One of the men eventually convicted in this case, Bobby Molino, flipped and told investigators that he had seen Puglise speaking with Kaplan, and after they finished, Puglise had come over to Molino and told him, “We’re hot.” Somehow Kaplan had found out all about the investigation; maybe he didn’t know the details, but he had told Puglise that undercover DEA agents were buying drugs, and that their phones were tapped. “We never figured out how Kaplan found out about it,” Drew told Dades. “And he wasn’t interested in talking to us. The guy didn’t flip seven years ago, why’s he gonna go now?”
Tommy knew that eventually he was going to have to take a shot at flipping Kaplan.
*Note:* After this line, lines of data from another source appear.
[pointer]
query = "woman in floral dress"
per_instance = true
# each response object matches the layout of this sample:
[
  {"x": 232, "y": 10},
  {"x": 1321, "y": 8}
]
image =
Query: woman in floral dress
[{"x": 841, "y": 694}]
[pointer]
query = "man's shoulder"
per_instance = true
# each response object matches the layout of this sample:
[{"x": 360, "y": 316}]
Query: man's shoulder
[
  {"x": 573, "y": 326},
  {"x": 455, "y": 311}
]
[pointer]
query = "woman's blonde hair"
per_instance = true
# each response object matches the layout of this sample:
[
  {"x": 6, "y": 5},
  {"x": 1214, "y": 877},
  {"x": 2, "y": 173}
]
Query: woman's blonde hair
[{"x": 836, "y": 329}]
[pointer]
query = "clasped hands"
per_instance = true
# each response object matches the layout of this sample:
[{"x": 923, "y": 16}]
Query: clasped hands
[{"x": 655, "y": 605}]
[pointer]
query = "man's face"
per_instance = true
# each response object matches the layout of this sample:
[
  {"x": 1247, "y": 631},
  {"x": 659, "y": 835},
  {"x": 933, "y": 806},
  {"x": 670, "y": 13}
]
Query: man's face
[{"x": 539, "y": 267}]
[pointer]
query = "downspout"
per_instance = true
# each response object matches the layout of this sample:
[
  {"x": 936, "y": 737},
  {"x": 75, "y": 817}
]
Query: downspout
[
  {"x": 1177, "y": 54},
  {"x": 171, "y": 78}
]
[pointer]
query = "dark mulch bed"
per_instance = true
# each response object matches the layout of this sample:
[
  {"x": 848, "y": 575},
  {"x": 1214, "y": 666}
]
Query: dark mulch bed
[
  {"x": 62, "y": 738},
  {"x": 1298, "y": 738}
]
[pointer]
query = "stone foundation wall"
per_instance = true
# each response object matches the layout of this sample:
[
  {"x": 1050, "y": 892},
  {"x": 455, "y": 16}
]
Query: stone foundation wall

He asked Drew for the names of people who were around Kaplan way back when, people he might approach who had some information on the case. Anything that might help him. Drew gave him the names of guys who had already flipped and might have some additional information about Kaplan, as well as some of his own contacts who could help.
“Look,” Tommy told him
, “I’m doing this case and I’d like to keep it within the DEA because you were the guys who got Kaplan. If he flips it’s only right it goes back to you and not the police department, not the FBI, not anybody. So give me the name of a big boss I can call in New York and in Vegas. Let me see what they want to do.”
“Call Timmy Moran in Vegas. John Gilbriet’s the guy you want to speak to in New York. They’ll get you whatever you need.”
Tommy added those names to the long to-do list he was making.
Like an old engine slowly grinding into life, the cold case was starting to chug along. At that moment it was only Dades, Ponzi, Oldham, and the assistant DA Vecchione. It was just four men, a pile of paper, and a whole lot of hope and determination.
Meanwhile, in Vegas, Louis Eppolito and Steve Caracappa apparently had absolutely no knowledge of the investigation taking place back in Brooklyn. Both retired detectives had settled into comfortable lives. Eppolito lived with his wife, three children, and mother-in-law in his home on Silver Bear Way. No one was certain where his money was coming from, but he reportedly had been paid a substantial sum by the elderly benefactor of former stripper Sandy Murphy—who had been convicted with her lover of killing her wealthy live-in boyfriend, casino owner Ted Binion—to write a screenplay showing that she was innocent. Sandy Murphy’s sensational trial had been televised by Court TV. Supposedly Eppolito had visited Murphy in prison at least thirty times while researching the story. Eventually both Murphy and her lover’s murder convictions were overturned, but they were convicted of trying to steal $7 million in silver bars and coins Binion had buried in the desert. It was the perfect TV movie story: Vegas, strippers, sex, murder, and money.